More than 7,000 cases were filed under the law in the latest 12-month reporting period. That’s a new record, and almost four times as many claims as were filed during a similar 12-month period a decade earlier.
The bulk of the new claims are for “misclassification” – where an employer wrongly calls an employee an “independent contractor” in order to avoid overtime rules, payroll taxes, employee benefits and medical leave requirements.
The remainder of the claims are for failure to pay overtime, wage miscalculation, and similar issues.
“Misclassification” claims are on the rise simply because so many employers have attempted to call workers contractors instead of employees in order to save money, particularly after the recent financial crisis.
But the penalties for misclassification can be serious. In addition to back wages and benefits, the IRS can issue fines of up to $5,000 per misclassified worker, and state governments can impose additional penalties on top of that.
Both the U.S. Department of Labor and the IRS have been cracking down more aggressively on businesses that misclassify their workers. So if you have any concerns about this issue, it’s a good idea to discuss them with an employment attorney.

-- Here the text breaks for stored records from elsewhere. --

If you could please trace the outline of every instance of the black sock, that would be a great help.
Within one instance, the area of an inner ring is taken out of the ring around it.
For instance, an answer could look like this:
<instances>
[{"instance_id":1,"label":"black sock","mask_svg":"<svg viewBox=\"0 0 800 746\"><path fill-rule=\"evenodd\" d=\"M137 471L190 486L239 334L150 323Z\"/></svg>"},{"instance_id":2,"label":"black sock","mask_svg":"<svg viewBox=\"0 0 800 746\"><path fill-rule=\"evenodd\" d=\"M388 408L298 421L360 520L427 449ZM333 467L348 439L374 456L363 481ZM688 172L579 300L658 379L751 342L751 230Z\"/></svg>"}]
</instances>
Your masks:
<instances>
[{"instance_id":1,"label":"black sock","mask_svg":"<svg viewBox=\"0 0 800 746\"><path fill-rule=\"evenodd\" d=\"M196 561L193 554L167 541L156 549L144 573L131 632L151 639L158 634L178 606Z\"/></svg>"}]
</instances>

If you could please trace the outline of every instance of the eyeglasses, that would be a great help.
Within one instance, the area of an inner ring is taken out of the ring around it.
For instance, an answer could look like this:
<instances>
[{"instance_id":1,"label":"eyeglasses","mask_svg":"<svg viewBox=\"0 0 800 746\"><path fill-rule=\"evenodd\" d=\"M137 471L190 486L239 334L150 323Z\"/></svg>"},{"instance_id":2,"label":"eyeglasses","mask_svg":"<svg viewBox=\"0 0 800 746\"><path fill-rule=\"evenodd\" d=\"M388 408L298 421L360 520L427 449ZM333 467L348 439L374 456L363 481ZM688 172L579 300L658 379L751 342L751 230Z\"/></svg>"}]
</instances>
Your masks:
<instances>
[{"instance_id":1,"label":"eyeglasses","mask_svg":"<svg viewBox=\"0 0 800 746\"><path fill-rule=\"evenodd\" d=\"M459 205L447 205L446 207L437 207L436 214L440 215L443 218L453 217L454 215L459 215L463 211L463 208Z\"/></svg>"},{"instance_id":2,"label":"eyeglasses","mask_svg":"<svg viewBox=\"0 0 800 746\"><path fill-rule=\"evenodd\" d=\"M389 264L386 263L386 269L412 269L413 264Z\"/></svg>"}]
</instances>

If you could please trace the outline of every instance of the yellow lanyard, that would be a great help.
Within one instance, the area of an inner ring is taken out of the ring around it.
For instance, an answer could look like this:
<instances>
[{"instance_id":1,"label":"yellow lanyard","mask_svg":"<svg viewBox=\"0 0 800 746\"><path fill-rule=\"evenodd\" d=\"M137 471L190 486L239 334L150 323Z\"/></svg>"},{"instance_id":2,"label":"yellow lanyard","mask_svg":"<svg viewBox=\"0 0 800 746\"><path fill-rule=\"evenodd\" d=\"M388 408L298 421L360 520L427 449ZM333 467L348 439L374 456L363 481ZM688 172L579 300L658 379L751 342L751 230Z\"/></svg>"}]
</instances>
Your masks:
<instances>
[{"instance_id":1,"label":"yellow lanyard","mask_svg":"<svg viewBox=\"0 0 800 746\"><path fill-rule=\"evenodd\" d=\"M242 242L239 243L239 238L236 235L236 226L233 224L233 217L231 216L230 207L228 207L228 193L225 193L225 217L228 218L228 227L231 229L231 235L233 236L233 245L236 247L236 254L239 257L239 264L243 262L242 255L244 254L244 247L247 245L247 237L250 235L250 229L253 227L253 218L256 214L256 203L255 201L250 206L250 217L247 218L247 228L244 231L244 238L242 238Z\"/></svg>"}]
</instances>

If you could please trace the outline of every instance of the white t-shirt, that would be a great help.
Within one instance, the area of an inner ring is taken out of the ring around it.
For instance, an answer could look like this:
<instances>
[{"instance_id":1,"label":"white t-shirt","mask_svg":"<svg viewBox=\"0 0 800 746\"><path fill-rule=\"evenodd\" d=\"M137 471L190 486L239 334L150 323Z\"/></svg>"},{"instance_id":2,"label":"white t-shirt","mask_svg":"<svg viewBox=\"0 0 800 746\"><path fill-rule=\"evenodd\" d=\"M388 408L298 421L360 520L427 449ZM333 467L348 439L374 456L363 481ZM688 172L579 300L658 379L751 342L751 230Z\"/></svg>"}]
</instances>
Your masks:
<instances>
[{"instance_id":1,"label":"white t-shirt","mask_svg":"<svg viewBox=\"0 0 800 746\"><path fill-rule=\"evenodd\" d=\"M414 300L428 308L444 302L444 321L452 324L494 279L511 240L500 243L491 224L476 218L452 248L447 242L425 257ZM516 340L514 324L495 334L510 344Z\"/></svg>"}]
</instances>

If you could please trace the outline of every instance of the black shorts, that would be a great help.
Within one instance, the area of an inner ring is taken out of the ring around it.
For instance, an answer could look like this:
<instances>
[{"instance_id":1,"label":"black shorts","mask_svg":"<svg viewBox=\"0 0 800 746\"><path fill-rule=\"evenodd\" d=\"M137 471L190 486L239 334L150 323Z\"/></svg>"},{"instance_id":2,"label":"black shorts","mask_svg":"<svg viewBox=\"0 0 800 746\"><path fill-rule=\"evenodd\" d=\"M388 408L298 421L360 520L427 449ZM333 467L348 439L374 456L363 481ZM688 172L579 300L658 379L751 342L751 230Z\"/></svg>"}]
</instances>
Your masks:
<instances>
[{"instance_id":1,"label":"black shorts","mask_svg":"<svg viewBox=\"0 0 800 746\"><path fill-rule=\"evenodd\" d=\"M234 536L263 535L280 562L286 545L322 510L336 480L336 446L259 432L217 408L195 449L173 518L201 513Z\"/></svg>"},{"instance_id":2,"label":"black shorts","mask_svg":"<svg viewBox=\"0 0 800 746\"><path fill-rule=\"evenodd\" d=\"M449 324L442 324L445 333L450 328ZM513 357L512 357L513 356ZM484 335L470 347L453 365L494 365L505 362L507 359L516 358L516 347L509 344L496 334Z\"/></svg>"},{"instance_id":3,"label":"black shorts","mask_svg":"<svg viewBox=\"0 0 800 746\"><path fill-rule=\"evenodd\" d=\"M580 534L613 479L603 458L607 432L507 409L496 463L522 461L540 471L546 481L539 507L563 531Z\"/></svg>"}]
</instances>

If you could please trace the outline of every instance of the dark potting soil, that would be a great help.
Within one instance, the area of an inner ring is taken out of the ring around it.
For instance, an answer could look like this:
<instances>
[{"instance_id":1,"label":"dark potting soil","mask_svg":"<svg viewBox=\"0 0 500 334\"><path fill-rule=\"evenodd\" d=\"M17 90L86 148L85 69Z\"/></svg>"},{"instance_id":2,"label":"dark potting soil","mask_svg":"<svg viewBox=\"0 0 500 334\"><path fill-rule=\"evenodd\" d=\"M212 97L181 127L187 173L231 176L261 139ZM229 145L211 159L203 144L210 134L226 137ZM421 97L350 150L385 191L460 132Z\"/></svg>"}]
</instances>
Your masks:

An employee who is classified as a “contractor” might actually be an employee if certain criteria are met. While there’s no absolute test, a worker might be an “employee” if he or she has worked steadily for the business for a long time, doesn’t perform work for any other employer, performs “core” functions of the business rather than the sorts of functions that are typically outsourced, or does essentially the same work as other people who are treated as employees.
Misclassification can also get an employer into big trouble if a worker is injured on the job.
For example, a teenaged worker on a horse farm in Maryland recently suffered severe hand injuries when a horse kicked her. The teenager – who earned $8 an hour for cleaning stalls, training and feeding horses and assorted other responsibilities – seemed to fit the bill as an employee, but the farm had classified her as a contractor.
The teenager claimed that when she filed for workers’ compensation, she was told that she was ineligible because she wasn’t an employee. She also claimed that she was denied compensation for missed time after the injury.
The teenager sued the farm for “workplace fraud” stemming from the misclassification, as well as for failing to provide a safe workplace. A jury awarded a $275,000 verdict in her favor.
That’s presumably a lot more than it would have cost the employer simply to treat her as an employee and pay for her workers’ compensation insurance.